Un silencio, ¿se había ido? Mi respiración ya no era lenta. Creo que comencé a hiperventilar, creo que mi corazón trotaba al ritmo de mil tambores.

—Sigo aquí —su voz burlona me provocó náuseas—. No puedes escapar de ti misma, todo esto es tu culpa y nadie, más que tú, puede solucionarlo, pero si tanto lo deseas…

Su última palabra fue un suspiro, se fue. Lo sabía. Se había ido de mi mente, pero aún la sentía. Su voz burlona reprochándome, culpándome de mis desgracias, de que estuviera… de que me hubiera… perdido.

¿Y si…? ¿Y si tenía razón?

Sequé mis lágrimas, me recosté en la arena, cerré los ojos y respiré…

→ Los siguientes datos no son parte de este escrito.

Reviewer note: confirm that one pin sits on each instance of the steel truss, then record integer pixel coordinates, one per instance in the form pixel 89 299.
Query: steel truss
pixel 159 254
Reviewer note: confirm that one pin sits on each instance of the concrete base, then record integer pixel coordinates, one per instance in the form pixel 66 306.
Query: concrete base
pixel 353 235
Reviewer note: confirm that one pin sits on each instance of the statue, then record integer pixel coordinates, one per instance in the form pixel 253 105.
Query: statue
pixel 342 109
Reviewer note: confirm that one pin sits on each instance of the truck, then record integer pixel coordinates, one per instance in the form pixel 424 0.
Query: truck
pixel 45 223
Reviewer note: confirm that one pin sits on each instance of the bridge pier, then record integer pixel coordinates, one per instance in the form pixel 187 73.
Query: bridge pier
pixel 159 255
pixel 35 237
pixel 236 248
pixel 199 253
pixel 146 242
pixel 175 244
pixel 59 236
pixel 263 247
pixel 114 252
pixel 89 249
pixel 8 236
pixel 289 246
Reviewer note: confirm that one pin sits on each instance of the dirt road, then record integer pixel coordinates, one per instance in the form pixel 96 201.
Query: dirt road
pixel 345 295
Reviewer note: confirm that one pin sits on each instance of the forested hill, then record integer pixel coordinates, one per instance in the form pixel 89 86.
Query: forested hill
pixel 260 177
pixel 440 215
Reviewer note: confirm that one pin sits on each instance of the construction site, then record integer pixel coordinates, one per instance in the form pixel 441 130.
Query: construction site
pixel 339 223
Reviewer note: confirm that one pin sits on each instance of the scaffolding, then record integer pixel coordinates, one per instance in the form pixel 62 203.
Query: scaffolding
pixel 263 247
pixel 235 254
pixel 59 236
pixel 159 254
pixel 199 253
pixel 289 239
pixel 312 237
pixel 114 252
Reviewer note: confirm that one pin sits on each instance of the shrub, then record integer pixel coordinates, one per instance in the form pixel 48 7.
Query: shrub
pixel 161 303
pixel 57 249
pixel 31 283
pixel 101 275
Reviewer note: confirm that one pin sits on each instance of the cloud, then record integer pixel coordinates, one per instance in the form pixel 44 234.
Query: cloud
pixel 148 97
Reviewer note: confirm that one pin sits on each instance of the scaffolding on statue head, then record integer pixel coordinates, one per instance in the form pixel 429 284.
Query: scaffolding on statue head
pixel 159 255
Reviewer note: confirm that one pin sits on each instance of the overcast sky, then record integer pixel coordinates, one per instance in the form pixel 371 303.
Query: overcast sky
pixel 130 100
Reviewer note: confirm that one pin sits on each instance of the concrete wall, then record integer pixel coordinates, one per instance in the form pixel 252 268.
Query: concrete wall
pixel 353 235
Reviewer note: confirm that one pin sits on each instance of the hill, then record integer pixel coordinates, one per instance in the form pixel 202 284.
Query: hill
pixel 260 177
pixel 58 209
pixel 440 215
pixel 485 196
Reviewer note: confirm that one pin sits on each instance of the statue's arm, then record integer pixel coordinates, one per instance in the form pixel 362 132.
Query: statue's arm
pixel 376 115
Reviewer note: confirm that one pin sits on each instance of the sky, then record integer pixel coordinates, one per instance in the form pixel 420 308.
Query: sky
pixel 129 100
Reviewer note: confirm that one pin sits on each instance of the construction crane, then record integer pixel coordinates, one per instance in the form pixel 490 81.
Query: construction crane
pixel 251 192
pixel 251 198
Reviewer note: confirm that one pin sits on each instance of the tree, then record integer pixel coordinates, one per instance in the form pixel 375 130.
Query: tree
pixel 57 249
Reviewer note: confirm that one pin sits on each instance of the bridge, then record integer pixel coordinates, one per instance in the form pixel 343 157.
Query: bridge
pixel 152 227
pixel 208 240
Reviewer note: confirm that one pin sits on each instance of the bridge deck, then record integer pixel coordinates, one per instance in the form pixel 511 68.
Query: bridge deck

Respiré despacio, tan despacio, que a pesar del silencio, no se escuchaba. Dejé que el ruido de mi cabeza saliera y se escondiera tras las rocas desnudas. Me calmé y por un momento, no sentí el sol ni la angustia; no sentí nada, solo la arena, que ya no se era tan seca ni caliente. Era otro tipo de arena: húmeda y fría. Me abrazaba el cuerpo. Seguí respirando y llegó a mí un ligero olor: olor a olas, a algas, a corales, olor a mar. Abrí los ojos y dejé que el sol me encandilara, aquel sol duro y cruel se había marchado, en su lugar me daba la bienvenida uno más cálido, más benevolente. Con el impulso de mis manos, me senté y quedé impresionada ante lo que veían mis ojos: los kilómetros de desierto vacío ahora eran un paraíso tropical. A pocos metros de mis pies, una enorme playa abierta golpeaba la arena blanca, casi rosada. Las palmeras de distintos tamaños rodeaban la costa y a lo lejos, a mi espalda, se veían casas, personas, civilización.

Solté un suspiro de alivio y me permití sonreír. Estaba a salvo, no dejé que el desierto me tragara, no me perdí.